Rockwucht, Folktradition: Neuheiten von Screaming Females und Jaimee Harris.
Darf gezweifelt werden, wenn die Gottesmutter der Riot-Grrrl-Gemeinde spricht? Kathleen Hanna, unbeugsame Musikerin und Aktivistin, sagt: „Marissa Paternoster ist eine der besten Gitarristinnen aller Zeiten.“ – Und ja, es ist zu vernehmen. Unüberhörbar auf „Desire Pathway“, der mittlerweile achten Veröffentlichung des New-Jersey-Trios Screaming Females: Bassist Michael Abbate, Jarrett Dougherty am Schlagzeug und die wegweisende Gitarren-Königin Paternoster.
Verdichtung, Druck, Raffinesse. Trotz aller Wucht, aller nie versiegenden Spannung eine ausgefeilte, reife Songschreiberkunst, eine in 17 Jahren veredelte, sich aus diversen Kraftquellen speisende Punkrock-Variante. Es sind die allerbesten Urgründe, aus denen sich diese wilden Gewächse ins Licht des Tages ranken. Sleater-Kinney hat die 1986 geborene Paternoster in jene Feldfluren gewiesen, wo auch Breeders, L7, Throwing Muses und Veruca Salt ackern, wo der Zorn und die Lautstärke noch mächtig sein dürfen.
Auf „Desire Pathway“ wird die ganze, im steten Abseits kultivierte Bandgeschichte auf die Schulter gehoben, ist jedes klanggewordene Fitzelchen ein Beweis barer Könnerschaft. Dass kaum eines der zehn Stücke ohne die obligatorisch-metallischen Paternoster-Riffdonnerkeile auskommt – wer will es verübeln?

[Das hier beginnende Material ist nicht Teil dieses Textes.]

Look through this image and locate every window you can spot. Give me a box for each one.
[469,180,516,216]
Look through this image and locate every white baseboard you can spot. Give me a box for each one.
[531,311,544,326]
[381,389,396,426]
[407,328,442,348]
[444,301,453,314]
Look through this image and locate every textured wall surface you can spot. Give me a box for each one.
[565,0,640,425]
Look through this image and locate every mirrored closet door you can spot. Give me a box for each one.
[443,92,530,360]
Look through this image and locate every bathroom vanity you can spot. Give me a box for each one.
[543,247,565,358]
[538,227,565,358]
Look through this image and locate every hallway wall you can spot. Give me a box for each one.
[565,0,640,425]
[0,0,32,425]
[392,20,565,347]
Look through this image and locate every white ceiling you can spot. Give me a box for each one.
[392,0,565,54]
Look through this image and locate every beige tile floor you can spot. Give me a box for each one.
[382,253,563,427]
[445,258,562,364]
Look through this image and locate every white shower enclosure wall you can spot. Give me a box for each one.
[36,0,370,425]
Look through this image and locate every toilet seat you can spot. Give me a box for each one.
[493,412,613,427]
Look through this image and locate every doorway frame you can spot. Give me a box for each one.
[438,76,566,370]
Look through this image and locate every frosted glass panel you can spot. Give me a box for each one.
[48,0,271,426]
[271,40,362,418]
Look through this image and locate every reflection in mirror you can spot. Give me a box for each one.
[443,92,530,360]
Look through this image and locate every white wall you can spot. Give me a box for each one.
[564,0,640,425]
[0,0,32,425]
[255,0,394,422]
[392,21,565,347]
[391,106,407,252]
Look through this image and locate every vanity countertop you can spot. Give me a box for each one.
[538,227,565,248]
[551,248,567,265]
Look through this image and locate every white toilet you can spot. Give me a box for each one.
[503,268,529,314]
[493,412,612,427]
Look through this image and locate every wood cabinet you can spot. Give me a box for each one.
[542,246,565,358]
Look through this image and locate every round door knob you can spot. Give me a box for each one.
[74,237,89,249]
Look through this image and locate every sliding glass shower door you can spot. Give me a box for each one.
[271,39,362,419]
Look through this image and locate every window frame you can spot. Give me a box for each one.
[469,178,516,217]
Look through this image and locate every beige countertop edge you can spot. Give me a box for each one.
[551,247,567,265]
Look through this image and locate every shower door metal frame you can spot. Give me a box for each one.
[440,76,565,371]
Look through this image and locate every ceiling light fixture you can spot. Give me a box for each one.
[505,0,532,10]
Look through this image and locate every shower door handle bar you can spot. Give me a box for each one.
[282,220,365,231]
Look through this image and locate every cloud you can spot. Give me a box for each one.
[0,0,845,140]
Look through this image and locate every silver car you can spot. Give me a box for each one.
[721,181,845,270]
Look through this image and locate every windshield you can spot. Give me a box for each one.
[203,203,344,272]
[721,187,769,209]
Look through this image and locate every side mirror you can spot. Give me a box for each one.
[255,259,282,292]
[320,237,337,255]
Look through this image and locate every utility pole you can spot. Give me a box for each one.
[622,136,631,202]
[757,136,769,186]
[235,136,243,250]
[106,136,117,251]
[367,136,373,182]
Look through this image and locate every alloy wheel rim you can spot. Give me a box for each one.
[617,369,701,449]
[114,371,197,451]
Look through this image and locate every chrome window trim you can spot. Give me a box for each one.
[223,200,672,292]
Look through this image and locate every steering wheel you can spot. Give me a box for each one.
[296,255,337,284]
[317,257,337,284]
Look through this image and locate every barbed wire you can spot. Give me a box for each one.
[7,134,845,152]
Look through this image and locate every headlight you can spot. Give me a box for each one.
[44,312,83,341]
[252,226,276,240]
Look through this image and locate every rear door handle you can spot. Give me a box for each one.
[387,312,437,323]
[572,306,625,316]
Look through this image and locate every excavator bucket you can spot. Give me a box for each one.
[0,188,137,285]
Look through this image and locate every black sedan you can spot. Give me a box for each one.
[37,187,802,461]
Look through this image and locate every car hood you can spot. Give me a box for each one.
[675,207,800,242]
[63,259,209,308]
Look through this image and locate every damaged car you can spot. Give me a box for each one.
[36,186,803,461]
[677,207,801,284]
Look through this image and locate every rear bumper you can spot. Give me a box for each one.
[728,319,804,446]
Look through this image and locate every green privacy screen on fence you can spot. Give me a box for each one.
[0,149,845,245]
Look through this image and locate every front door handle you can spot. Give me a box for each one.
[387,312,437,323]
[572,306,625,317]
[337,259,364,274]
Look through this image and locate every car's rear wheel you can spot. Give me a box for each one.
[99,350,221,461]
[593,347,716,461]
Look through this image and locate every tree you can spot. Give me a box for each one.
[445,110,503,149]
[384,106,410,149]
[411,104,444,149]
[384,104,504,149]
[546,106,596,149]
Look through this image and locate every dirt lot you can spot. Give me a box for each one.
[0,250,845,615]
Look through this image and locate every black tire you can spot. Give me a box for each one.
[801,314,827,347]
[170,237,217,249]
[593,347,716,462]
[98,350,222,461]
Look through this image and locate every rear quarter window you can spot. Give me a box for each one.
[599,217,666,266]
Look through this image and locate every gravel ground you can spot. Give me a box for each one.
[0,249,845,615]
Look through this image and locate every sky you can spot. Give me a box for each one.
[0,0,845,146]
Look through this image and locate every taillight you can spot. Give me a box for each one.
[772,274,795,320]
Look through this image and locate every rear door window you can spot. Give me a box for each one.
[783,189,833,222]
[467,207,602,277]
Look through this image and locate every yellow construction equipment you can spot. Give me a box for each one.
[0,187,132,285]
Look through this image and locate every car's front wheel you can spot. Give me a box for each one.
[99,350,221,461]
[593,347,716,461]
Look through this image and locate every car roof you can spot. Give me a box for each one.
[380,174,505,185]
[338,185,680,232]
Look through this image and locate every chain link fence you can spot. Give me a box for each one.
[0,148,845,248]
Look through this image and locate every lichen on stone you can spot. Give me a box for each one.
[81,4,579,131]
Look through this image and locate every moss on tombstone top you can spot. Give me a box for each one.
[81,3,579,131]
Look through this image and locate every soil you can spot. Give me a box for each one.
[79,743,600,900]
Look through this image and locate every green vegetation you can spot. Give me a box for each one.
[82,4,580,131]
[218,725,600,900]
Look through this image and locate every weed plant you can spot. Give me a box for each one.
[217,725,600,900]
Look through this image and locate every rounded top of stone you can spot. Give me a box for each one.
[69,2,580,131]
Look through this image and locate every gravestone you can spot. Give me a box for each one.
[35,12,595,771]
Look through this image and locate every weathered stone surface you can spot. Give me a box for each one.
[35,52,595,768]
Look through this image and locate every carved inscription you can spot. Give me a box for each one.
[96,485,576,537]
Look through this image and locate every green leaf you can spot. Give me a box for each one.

Wie der stets fiebrig-energische Gesang ist auch die furiose Sechssaiten-Dengelei kein protzendes Getue: All die Verletzlichkeit, all die Ehrlichkeit der Females ist darin aufbewahrt. „So Low“ ist die Akustik-Nummer, eine Ausnahme, um die sich solche popgetriebenen Grunge-Großartigkeiten wie „Ornament“ und „Let Me Into Your Heart“ gruppieren.
Beim „Desert Train“ haben sie von Led Zeppelin geträumt: „I’m a freight train in the desert dragging chains.“ Jedoch ist „Mourning Dove“ in seiner treibenden Sämigkeit heute der Hit – und Drummer Jarrett Dougherty auf dem Zenit seiner Rhythmuskunst. Muss betont werden, dass sich diese Leute gegen jede Art von konservativer Spießigkeit positionieren? Ständig auf Tournee, sind zu Beginn des Monats Juni von ihnen auch drei Auftritte in Deutschland vorgesehen.
Die ALben:
Screaming Females: Desire Pathway. Don Giovanni Records.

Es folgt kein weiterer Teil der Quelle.